But such a list is a useful reminder, which, heaven knows, we need from time to time, of the things we should pay attention to. The rankings are based on 29 factors that influence health, including smoking, high school graduation rates and physical inactivity. Each personal choice we make might not make that much difference individually, but they can add up to a nice lifespan extension.

The rankings should also be a reminder to communities to make sure the health infrastructure is maintained. Other factors in the evaluation include access to health and exercise facilities, commuting distances and air and water quality. As it happens, the amenities that help us live longer are the same ones that make the time we have more enjoyable.

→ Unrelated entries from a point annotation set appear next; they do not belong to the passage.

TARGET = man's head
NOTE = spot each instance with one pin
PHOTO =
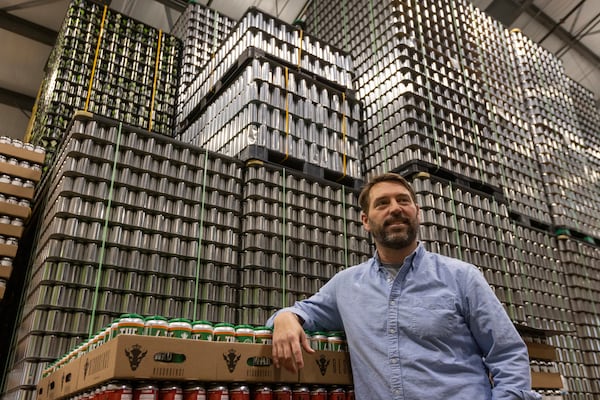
(390, 212)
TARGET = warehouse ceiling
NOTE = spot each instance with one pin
(568, 28)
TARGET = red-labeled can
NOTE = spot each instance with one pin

So, yes, we can do better in Allen County, as individuals and as communities. Let’s.

The most pointless bill

If the “permission to celebrate winter holidays” bill had passed, it would have been the most pointless piece of legislation from the recently-ended General Assembly session. How many teachers really think they need legal backing to say “Merry Christmas” or “Happy Hanukkah”?

But that legislation failed, so we’ll give the “most pointless” award to the bill banning minors 16 and under from using a tanning bed, even if they have parental permission. Some say the bill steps on parents’ toes, but some argue it doesn’t go far enough, so even pointlessness can be controversial.

Why pointless? Indiana tanning salon owners say hardly any of their business comes from those 16 and younger. Legislators are micromanaging something that doesn’t need managing.